John Baker was my hero. When I was a boy, he was the person I most wanted to be. He was clever, talented, witty, fashionable and greatly popular. John Baker was my brother.

We were born into an East End working class family, which, since 1780, had earned its living by making fireworks. Early in the twentieth century, the Bakers sold out to Brocks.

The next in line, William [Bill], found another way of entertaining people. He took the name, Will Keogh, and became a minor music hall comedian basing his act on the eccentric Billy Bennett, whom he greatly admired.

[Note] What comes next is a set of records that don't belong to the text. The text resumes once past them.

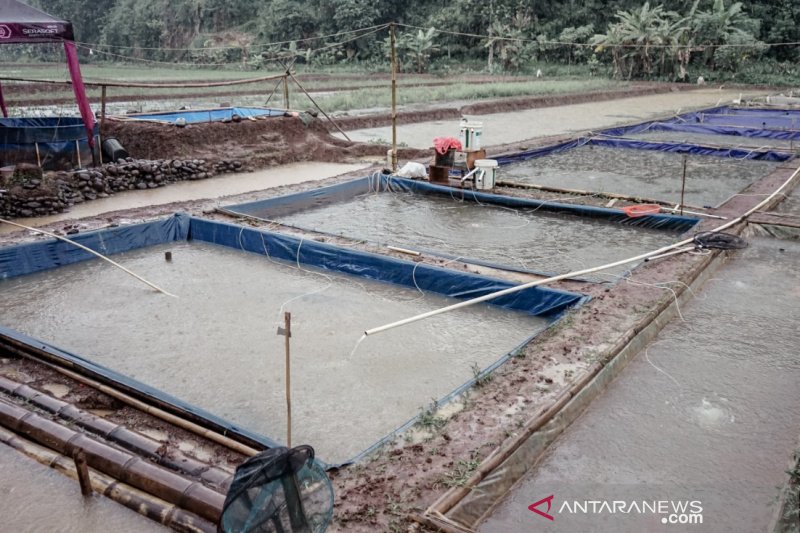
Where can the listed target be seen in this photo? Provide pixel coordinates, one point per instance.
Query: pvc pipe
(82, 247)
(576, 273)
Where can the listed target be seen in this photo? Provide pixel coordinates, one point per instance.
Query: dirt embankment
(257, 143)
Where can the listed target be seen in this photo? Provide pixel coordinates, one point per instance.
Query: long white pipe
(82, 247)
(576, 273)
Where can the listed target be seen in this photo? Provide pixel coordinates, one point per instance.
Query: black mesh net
(279, 490)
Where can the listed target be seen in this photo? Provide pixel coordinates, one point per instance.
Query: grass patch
(461, 473)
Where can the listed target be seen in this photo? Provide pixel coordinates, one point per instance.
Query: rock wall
(29, 193)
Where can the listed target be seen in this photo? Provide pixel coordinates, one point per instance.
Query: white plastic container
(470, 135)
(486, 174)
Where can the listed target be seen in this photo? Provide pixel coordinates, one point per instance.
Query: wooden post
(318, 107)
(394, 96)
(286, 331)
(102, 112)
(683, 184)
(83, 472)
(286, 90)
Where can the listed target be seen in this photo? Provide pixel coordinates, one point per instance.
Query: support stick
(683, 182)
(102, 111)
(577, 273)
(286, 331)
(394, 97)
(83, 472)
(273, 93)
(82, 247)
(318, 107)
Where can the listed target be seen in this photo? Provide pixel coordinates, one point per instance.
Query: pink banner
(3, 102)
(80, 91)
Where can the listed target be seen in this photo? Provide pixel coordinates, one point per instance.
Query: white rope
(82, 247)
(578, 273)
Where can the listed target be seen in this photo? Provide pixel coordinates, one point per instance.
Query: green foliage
(664, 39)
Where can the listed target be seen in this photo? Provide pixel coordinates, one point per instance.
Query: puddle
(518, 238)
(34, 497)
(216, 345)
(646, 173)
(708, 414)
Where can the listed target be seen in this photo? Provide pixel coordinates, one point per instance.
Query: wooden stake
(286, 331)
(683, 183)
(102, 111)
(83, 472)
(394, 96)
(318, 107)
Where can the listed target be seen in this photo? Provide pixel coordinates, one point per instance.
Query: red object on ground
(443, 144)
(641, 210)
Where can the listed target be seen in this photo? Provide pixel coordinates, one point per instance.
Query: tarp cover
(209, 115)
(22, 259)
(54, 143)
(276, 207)
(745, 122)
(661, 146)
(21, 23)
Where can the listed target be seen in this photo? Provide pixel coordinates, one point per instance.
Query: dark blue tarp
(209, 115)
(660, 146)
(53, 142)
(272, 208)
(704, 129)
(764, 123)
(18, 260)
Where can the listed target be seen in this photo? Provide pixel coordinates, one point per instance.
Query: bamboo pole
(394, 96)
(286, 104)
(317, 106)
(286, 331)
(683, 181)
(581, 192)
(138, 501)
(82, 247)
(577, 273)
(83, 472)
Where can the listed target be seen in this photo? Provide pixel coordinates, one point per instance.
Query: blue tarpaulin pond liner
(757, 123)
(197, 116)
(54, 143)
(468, 225)
(678, 148)
(19, 260)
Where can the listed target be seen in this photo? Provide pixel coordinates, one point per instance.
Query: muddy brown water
(730, 141)
(518, 238)
(216, 345)
(504, 128)
(708, 413)
(36, 498)
(647, 173)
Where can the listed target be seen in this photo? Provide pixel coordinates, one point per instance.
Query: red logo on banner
(533, 507)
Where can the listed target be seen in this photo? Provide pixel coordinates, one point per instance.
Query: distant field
(334, 91)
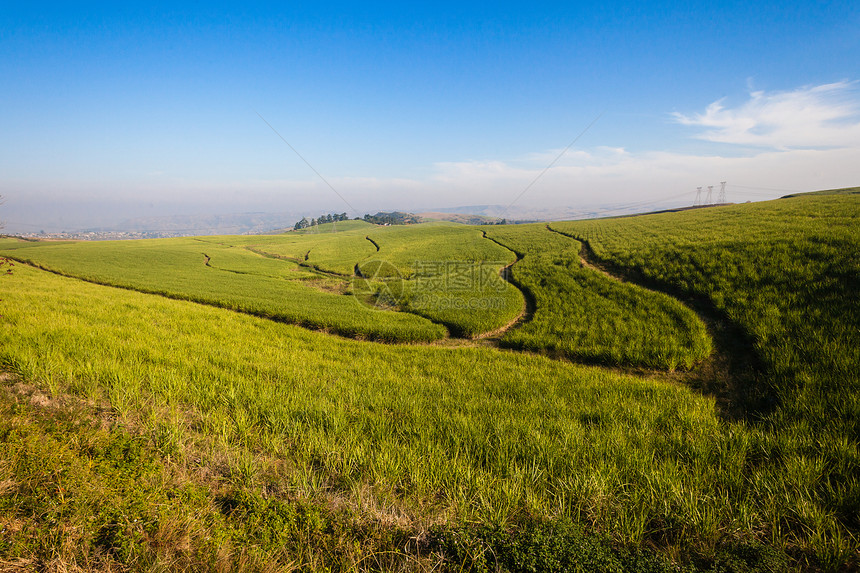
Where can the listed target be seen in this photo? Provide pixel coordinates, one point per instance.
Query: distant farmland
(675, 391)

In 1936, he married a hairdresser’s model, Violet [Vi], the daughter of a publican in the City of London. On the back of a truck they hired, they sat on two chairs and, with a few other belongings, were driven to their new home, a small terraced house in the former Essex fishing village of Leigh-on-Sea [122 Western Road].

On 12 October 1937, John was born. For the first eight years of his life, he was brought up by Vi as Bill, who was 35 on the outbreak of the Second World War, was called up to serve, first in North Africa and then in Italy.

John adored his mother, who probably over-indulged him. A stricter regime was established when Bill was invalided out of the armed forces near the end of the war as the result of the last of three nervous breakdowns he suffered.

By the time John reached his early teens, it was clear he was developing a prodigious musical talent. He played the piano with the skill of an adult, he could sight read, he had perfect pitch and he enjoyed the music of Bartok and Oscar Peterson in equal measure.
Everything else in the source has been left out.